With no targeted therapies approved by the Food and Drug Administration (FDA) for the treatment of patients with cholangiocarcinoma — a rare cancer of the bile ducts — trials evaluating the use of the investigational drug infigratinib offer exciting implications, according to Dr. Rachna T. Shroff. This drug inhibits a class of cell-surface proteins known as fibroblast growth factor receptors (FGFRs).
“It is phenomenal and motivational to see how much the landscape of cholangiocarcinoma has changed in the past decade,” said Shroff, who is chief of the section of gastrointestinal medical oncology and an associate professor of medicine at the University of Arizona Cancer Center in Tucson. She said that progress occurred as scientists came to better understand the genes that drive cholangiocarcinoma and the fact that, genetically, the disease can look quite different from patient to patient. Researchers also know more now about the biological and risk-factor differences between intrahepatic and extrahepatic cholangiocarcinoma. Intrahepatic disease develops in the bile duct cells, both inside and outside the liver; extrahepatic disease develops outside the liver.
This new knowledge allows researchers “to see how we can better or more smartly target these cancers,” Shroff said.
In an interview with CURE®, Shroff discussed the role of genomics — determining the gene sequence of tumor DNA — in cholangiocarcinoma treatment and the implications of the phase 3 PROOF trial. The study was designed to evaluate the safety and efficacy of infigratinib compared with standard-of-care chemotherapy for the initial treatment of patients with inoperable or metastatic cholangiocarcinoma that expresses FGFR, a protein that helps cholangiocarcinoma grow. Infigratinib blocks FGFR’s activity, which can slow cancer’s proliferation and lead to cancer cell death.

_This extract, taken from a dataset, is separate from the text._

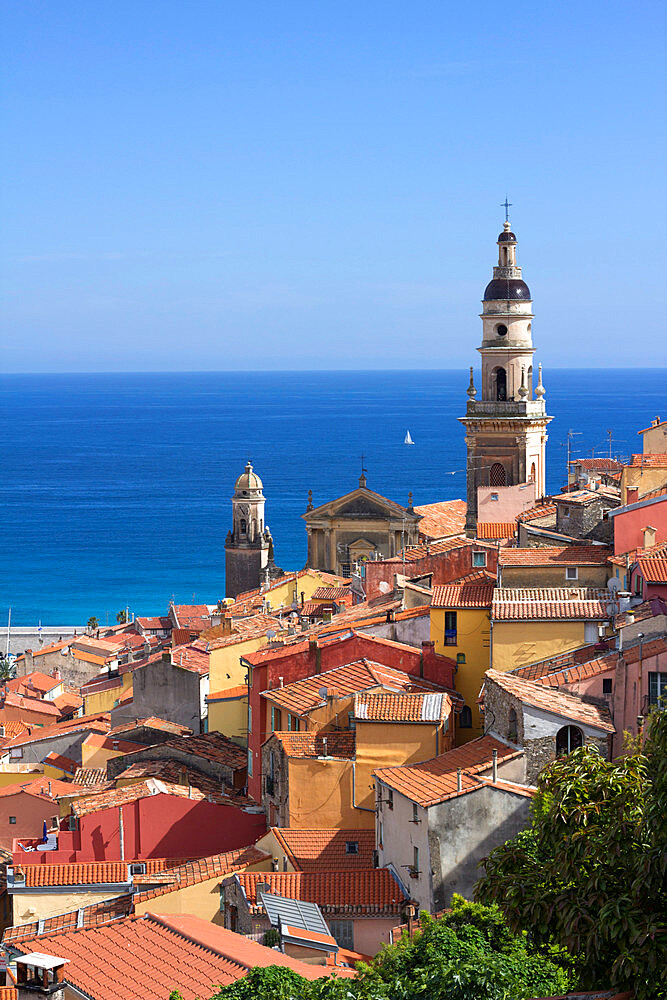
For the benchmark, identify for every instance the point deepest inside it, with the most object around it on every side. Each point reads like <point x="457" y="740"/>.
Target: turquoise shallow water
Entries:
<point x="115" y="489"/>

CURE®: What is the role of genomics in cholangiocarcinoma? Shroff: It is an integral part of the decision-making process when cholangiocarcinoma is diagnosed. Molecular profiling is essentially a standard practice now in all patients at the time of diagnosis. We also encourage referrals to cancer centers to ensure that (genomic profiling is) being done and that patients have access to the trials that stem from their molecular profile.
The majority of patients will start on standard chemotherapy or perhaps a clinical trial in the front-line setting and then have that molecular profiling done in parallel so that information is available to help guide subsequent lines of treatment in terms of decision-making for clinical trials or other targeted therapy approaches.
The other thing to keep in mind is that, now, as we have gotten smarter and more efficient with molecular profiling of patients, we are starting to look at the (use) of targeted therapies in patients with new diagnoses, either in conjunction with chemotherapy or, occasionally, even without chemotherapy. It is fantastic for these patients to have options that do not require chemotherapy and all the side effects that come with it.
Can you discuss the PROOF trial?
(Infigratinib) is a targeted inhibitor against FGFR. It was the first FGFR inhibitor to be investigated in cholangiocarcinoma.
We know that 10% to 20% of patients with cholangiocarcinoma have FGFR2 fusions, rearrangements of the gene that are thought to drive cancer behavior by producing an abnormally active FGFR2 protein that promotes the growth and progression of cholangiocarcinoma, so this is a very important area to target. Furthermore, infigratinib targets FGFR1-3 while sparing FGFR4, unlike other FGFR inhibitors. This is meaningful because FGFR4 may help suppress tumors in the liver.
Infigratinib and other FGFR inhibitors have been tested previously in refractory patients — those (whose disease has) progressed on standard chemotherapy or other lines of therapy — and have an FGFR alteration identified by tumor gene sequencing. In those studies, there was clear clinical benefit; notable overall response rates were seen in heavily pretreated patients. This led to the idea that maybe we should look at this in patients with new diagnoses.
The PROOF study is a pivotal study that will be randomizing patients to receive either standard-of-care chemotherapy or infigratinib so that their health outcomes can be compared.
Participants will have inoperable, recurrent or metastatic cholangiocarcinoma for which they have not received chemotherapy. Patients may have received treatment for an earlier stage of the disease at least six months prior to starting the study. Comparing chemotherapy with a targeted therapy in this disease is a novel and radical concept, so it is exciting to have that as a prospect for patients. This is also a registration study, so if this is a positive phase 3 study, then we would have an FDA-approved targeted therapy available for these patients.
Since this is a novel concept, what should patients know?
The main thing when it comes to cholangiocarcinoma as a whole is that they know molecular profiling needs to be a part of their care. (Also, they should remember) that referral to a cancer center is probably really important, because so many clinical trial options are available … now that that landscape has completely changed and grown in a very positive way in the past 10 years.
We are trying to push the needle forward, and we are doing so with very smart clinical trials. Having patients seek out the experts wherever they are, and making sure they are getting the latest and the greatest cutting-edge therapies that are better tolerated than previous options, is really important.